As a state senator representing some of New York’s most vibrant immigrant communities, I am outraged by the toll of the Trump administration’s callous approach to immigration enforcement. There is no due process, no humanity – just prejudice and force used against our neighbors who are simply seeking the opportunity to work and support their families.
Just last week, the U.S. Supreme Court added fuel to this fire, ruling that ICE can use race and ethnicity as a basis for making arrests. This gives federal agents the green light to target people based on the color of their skin and the language they speak. It legitimizes racial profiling and rolls back decades of progress we have made to address the injustices in this country. For our Black and Brown immigrant communities, this ruling is a threat to their livelihoods.
So here we are, at a new low of deeply xenophobic ideologies, policies and actions.
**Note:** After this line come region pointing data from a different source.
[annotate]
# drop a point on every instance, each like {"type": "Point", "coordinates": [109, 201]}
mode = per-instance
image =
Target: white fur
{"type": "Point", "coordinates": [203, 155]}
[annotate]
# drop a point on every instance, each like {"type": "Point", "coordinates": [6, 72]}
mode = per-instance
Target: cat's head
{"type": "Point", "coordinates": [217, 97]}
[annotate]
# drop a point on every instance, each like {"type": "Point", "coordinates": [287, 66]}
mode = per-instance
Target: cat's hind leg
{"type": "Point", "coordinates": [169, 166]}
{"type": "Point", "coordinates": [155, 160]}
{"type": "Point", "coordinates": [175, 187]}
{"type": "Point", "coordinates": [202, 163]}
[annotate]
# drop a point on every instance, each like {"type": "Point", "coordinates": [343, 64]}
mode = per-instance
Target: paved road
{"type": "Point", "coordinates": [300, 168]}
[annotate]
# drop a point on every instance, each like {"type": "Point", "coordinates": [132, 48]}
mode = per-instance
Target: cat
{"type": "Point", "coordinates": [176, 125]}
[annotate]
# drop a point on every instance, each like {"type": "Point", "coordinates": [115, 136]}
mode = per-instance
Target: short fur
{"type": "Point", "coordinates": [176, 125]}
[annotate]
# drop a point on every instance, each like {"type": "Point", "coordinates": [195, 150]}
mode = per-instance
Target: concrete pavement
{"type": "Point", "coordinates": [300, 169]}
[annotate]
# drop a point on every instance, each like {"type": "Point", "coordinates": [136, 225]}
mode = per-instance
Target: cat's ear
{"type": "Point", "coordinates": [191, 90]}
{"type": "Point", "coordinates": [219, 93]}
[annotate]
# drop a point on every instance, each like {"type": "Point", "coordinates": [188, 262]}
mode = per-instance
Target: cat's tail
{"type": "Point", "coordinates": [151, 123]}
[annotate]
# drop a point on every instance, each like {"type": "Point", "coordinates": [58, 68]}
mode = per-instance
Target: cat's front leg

We have seen random abductions at immigration court proceedings, detention centers surrounded by crocodiles and so-called “terrorism confinement centers” in El Salvador that more closely resemble modern-day concentration camps. If that were not enough, all of this is funded by millions of U.S. taxpayer dollars.
These are not just obscure news clippings. Here at home, ICE activity is ramping up in neighborhoods like the Bronx and New Rochelle. These actions are not about safety; they’re about instilling fear. When agents hover near courts, parks and community centers, they aren’t protecting public safety; they are driving families into hiding. Everyone loses when parents are too afraid to pick up their children or when workers vanish from their jobs out of fear.
New York has long stood as a beacon for immigrants. The words at the base of the Statue of Liberty – “Give me your tired, your poor, your huddled masses yearning to breathe free” – are not just symbols; they are a promise we are called to keep.
We must reaffirm our commitment to that promise. While we are doing our best to increase access and funding for free legal resources, more must be done. That means passing stronger legislation like the New York for All Act to protect immigrant families from federal overreach, investing in legal defense funds and making sure that New York’s leaders never stay silent in the face of injustice. We must protect the members of our community to stop even one more friend from being taken unjustly and without due process.
Nathalia Fernandez is the state senator for District 34, representing the Bronx and Westchester.